Médicaments génériques : les ventes marquent le pas

En 2008, les ventes de médicaments génériques ont progressé de 10,3% par rapport à 2007, d'après une étude de la Mutualité française. Malgré ce résultat positif, la progression des génériques est moins importante que les années précédentes. Raison : dans certains cas, les prescriptions des médecins se détournent vers des médicaments qui n'ont pas de génériques. Explications.
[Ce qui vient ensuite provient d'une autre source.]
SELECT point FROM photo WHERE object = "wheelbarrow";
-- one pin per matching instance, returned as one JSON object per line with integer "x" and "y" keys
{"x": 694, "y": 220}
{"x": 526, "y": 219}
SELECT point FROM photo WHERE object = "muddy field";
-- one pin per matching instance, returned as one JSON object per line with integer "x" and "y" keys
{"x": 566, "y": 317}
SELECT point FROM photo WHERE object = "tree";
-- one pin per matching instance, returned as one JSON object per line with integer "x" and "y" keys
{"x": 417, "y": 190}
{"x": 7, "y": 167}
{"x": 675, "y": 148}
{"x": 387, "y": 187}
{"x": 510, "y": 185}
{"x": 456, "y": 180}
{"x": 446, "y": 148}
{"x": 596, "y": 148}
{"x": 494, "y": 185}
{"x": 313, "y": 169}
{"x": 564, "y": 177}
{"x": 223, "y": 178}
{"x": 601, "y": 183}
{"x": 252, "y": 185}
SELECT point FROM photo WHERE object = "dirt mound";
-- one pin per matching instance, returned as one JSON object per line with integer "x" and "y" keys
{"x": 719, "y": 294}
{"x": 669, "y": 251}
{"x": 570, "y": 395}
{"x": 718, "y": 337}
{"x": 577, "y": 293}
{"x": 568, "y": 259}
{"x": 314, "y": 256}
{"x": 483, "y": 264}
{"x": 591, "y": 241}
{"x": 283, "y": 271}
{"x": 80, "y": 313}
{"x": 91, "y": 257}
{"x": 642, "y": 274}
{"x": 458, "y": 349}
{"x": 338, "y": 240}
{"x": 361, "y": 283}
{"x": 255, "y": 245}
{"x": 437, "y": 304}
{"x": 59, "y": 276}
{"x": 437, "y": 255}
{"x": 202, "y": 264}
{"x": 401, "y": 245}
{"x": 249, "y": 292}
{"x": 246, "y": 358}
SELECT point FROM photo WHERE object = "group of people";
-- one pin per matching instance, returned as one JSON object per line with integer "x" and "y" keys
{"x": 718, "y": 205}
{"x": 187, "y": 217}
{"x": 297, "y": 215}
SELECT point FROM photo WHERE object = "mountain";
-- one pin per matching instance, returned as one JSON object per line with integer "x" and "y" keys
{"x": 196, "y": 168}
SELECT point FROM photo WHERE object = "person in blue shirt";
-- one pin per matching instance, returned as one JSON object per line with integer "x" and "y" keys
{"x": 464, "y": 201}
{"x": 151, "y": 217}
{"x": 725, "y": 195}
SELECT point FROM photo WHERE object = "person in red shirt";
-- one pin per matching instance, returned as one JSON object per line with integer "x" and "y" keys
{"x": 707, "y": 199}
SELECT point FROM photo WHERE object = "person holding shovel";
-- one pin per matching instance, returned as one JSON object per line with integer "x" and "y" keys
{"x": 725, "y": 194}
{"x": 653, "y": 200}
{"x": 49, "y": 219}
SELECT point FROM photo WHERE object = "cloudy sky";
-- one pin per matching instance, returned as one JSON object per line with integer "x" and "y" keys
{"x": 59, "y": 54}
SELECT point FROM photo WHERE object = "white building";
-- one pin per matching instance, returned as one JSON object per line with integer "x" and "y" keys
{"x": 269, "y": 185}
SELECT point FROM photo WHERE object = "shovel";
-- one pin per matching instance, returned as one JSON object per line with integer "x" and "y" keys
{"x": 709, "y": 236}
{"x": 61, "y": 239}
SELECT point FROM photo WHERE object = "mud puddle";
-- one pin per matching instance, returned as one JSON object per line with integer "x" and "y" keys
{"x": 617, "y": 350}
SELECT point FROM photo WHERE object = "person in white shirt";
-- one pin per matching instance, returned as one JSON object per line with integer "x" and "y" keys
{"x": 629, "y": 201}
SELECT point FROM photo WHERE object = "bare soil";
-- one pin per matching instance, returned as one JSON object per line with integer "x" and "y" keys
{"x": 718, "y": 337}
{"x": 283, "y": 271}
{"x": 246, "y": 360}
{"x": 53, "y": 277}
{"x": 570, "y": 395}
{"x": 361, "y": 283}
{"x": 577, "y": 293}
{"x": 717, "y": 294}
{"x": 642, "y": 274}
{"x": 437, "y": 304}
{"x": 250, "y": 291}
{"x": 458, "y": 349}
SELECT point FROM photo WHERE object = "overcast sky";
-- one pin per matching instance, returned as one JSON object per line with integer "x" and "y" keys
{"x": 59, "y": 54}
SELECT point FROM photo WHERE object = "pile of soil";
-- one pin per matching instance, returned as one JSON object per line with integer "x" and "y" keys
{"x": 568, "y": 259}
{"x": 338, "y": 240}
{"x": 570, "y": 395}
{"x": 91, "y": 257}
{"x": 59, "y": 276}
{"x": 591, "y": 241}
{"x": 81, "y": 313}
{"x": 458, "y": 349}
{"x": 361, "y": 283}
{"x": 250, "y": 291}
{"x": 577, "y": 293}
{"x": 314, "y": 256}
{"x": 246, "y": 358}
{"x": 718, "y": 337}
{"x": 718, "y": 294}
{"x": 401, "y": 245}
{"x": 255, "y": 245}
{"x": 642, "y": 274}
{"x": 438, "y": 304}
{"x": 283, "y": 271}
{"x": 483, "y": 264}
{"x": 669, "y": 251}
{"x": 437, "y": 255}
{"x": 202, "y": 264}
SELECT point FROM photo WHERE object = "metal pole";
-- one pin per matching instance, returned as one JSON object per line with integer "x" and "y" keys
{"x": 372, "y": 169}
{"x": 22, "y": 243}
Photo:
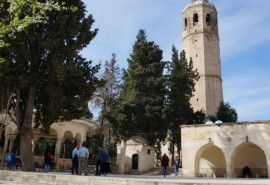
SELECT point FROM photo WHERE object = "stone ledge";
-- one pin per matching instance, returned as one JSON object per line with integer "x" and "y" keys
{"x": 54, "y": 178}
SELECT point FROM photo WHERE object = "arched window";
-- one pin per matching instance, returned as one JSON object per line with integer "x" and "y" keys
{"x": 208, "y": 19}
{"x": 195, "y": 19}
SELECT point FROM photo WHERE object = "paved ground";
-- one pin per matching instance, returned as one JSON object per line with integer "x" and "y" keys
{"x": 149, "y": 177}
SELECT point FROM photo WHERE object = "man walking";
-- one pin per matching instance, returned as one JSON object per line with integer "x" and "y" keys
{"x": 98, "y": 162}
{"x": 164, "y": 164}
{"x": 75, "y": 160}
{"x": 83, "y": 156}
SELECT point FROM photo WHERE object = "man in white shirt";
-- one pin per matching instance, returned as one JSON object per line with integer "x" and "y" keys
{"x": 83, "y": 156}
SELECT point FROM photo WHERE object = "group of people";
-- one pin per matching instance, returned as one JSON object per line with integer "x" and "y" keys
{"x": 80, "y": 156}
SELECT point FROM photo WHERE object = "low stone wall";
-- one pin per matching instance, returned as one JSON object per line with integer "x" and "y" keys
{"x": 34, "y": 178}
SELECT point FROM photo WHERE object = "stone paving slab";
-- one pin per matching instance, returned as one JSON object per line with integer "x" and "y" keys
{"x": 58, "y": 178}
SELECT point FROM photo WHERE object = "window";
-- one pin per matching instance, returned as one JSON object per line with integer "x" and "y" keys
{"x": 185, "y": 23}
{"x": 195, "y": 19}
{"x": 208, "y": 19}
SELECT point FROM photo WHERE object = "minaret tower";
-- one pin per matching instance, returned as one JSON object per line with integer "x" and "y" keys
{"x": 201, "y": 43}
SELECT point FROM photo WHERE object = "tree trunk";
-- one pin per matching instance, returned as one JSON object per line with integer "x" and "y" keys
{"x": 26, "y": 133}
{"x": 27, "y": 157}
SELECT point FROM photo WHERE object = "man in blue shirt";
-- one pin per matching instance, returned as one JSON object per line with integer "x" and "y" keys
{"x": 83, "y": 156}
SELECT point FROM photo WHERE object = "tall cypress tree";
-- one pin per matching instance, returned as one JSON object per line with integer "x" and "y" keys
{"x": 181, "y": 82}
{"x": 140, "y": 107}
{"x": 45, "y": 72}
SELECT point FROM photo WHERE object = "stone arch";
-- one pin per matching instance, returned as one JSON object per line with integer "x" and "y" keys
{"x": 195, "y": 18}
{"x": 208, "y": 19}
{"x": 210, "y": 161}
{"x": 251, "y": 155}
{"x": 67, "y": 145}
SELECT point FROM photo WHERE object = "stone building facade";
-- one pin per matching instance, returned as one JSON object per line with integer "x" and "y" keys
{"x": 223, "y": 150}
{"x": 134, "y": 156}
{"x": 73, "y": 131}
{"x": 201, "y": 43}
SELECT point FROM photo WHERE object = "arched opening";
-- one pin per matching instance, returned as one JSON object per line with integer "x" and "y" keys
{"x": 250, "y": 155}
{"x": 210, "y": 162}
{"x": 195, "y": 19}
{"x": 135, "y": 161}
{"x": 208, "y": 19}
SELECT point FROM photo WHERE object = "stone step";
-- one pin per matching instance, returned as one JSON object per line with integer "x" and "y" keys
{"x": 60, "y": 178}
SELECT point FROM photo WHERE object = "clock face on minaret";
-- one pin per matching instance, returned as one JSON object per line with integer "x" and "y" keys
{"x": 201, "y": 43}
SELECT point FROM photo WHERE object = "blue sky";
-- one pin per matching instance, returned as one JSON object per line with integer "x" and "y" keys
{"x": 244, "y": 29}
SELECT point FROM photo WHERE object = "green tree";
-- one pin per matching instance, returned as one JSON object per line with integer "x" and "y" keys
{"x": 225, "y": 113}
{"x": 180, "y": 83}
{"x": 109, "y": 91}
{"x": 140, "y": 106}
{"x": 48, "y": 79}
{"x": 14, "y": 17}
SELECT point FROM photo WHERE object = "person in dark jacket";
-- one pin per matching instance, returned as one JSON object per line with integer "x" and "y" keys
{"x": 75, "y": 160}
{"x": 164, "y": 164}
{"x": 98, "y": 162}
{"x": 48, "y": 157}
{"x": 105, "y": 162}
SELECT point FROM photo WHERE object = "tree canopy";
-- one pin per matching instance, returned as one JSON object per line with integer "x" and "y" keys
{"x": 45, "y": 74}
{"x": 140, "y": 106}
{"x": 14, "y": 18}
{"x": 225, "y": 113}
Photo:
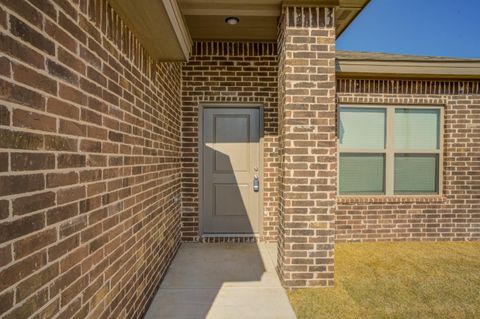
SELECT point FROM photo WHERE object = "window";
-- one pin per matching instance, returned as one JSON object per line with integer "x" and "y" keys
{"x": 389, "y": 150}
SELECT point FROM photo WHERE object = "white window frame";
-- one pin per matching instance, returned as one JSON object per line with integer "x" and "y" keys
{"x": 389, "y": 151}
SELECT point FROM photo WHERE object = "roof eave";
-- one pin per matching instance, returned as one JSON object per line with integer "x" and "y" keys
{"x": 451, "y": 69}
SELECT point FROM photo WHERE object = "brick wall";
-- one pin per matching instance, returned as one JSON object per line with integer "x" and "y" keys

Les médicaments génériques sont entrés dans nos habitudes. Leurs ventes ont encore progressé de 10,3% entre 2007 et 2008, selon l'étude "Mémento 2009" de la Mutualité française consacrée aux médicaments. Dans huit cas sur dix, lorsque cela est possible, les médicaments génériques sont préférés aux produits de marque dans les pharmacies. La vente de génériques a permis une économie de 1,32 milliard d'euros en 2008.

Malgré ces bons résultats, les ventes ont tendance à ralentir. Pour rappel, elles avaient progressé de 22,1% entre 2006 et 2007. " Ce phénomène s'explique notamment par un comportement de prescription des médecins particulièrement marqué en France, explique Laure Lechertier, responsable du département Politique du médicament à la Mutualité française." Car si les pharmaciens ont pris l'habitude de proposer des génériques aux patients, il n'en va pas de même des médecins qui privilégient souvent les médicaments de marque.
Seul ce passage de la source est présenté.